Railway station in Victoria, Australia

Broadford railway station is a regional railway station operated by V/Line on the Tocumwal, Shepparton and Seymour lines, part of the Victoria rail network. It serves the town of Broadford, in Victoria, Australia. Broadford is a ground level part-time staffed station, featuring two side platforms. The station opened on 18 April 1872, with the current station buildings provided in 1960.

==History==
Broadford station was opened when the North-East line was opened as far as School House Lane. The duplication of the line was carried out north to Tallarook in 1883, and then south to Wandong in 1886.

The first station building was provided in 1878 and, for many years, the station had two goods sheds, one on each side of the line, along with lengthy platforms for timber traffic. They were removed in 1909, and a cool store was erected.

The present station building dates to 1960, when the station was rebuilt to accommodate the new standard gauge line to Albury. For the same reason, the goods shed, crane and livestock race were relocated to the west side of the main line. The majority of goods sidings had been removed by 1988, along with a number of points leading into the sidings.
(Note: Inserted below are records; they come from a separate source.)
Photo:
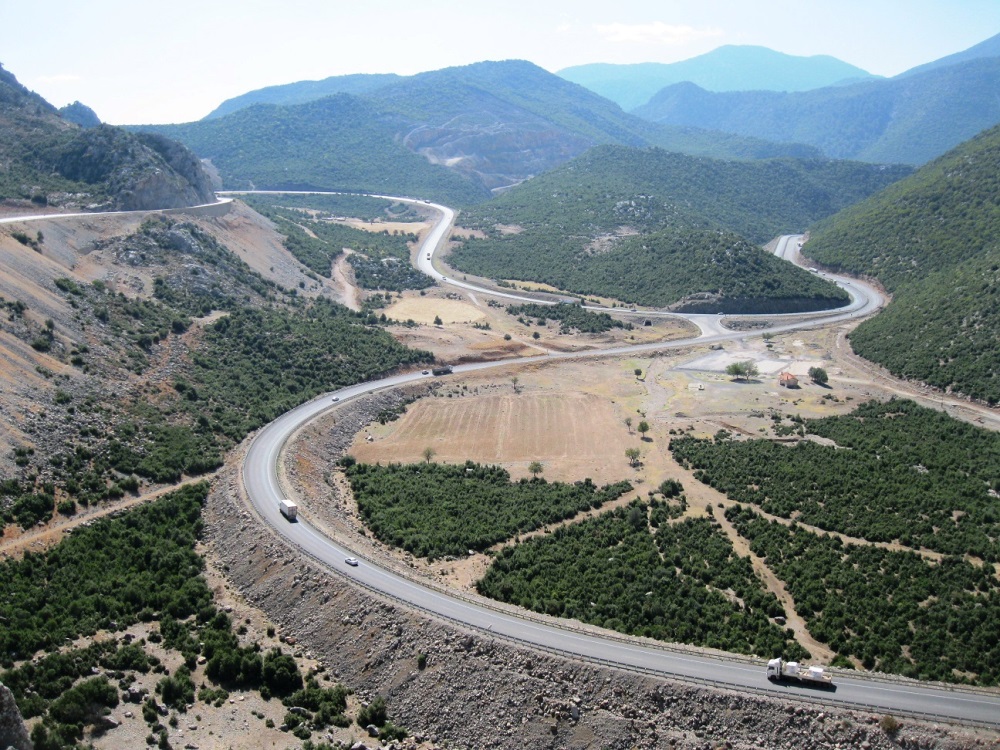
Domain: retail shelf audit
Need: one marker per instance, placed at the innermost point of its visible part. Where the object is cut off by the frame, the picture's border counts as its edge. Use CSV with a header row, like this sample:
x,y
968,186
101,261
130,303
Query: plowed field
x,y
575,435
Another siding was removed in 1989.

Broadford Loop opened on the parallel standard gauge line in 1962, along with the line.

In 2014, a trailing crossover at the up end of the station was booked out of use, and was removed at a later date.

In February 2019, the station was abolished as a double line block post, and the signal box, signals and all associated equipment was removed.

==Platforms and services==
Broadford has two side platforms. It is served by V/Line Seymour and Shepparton line trains.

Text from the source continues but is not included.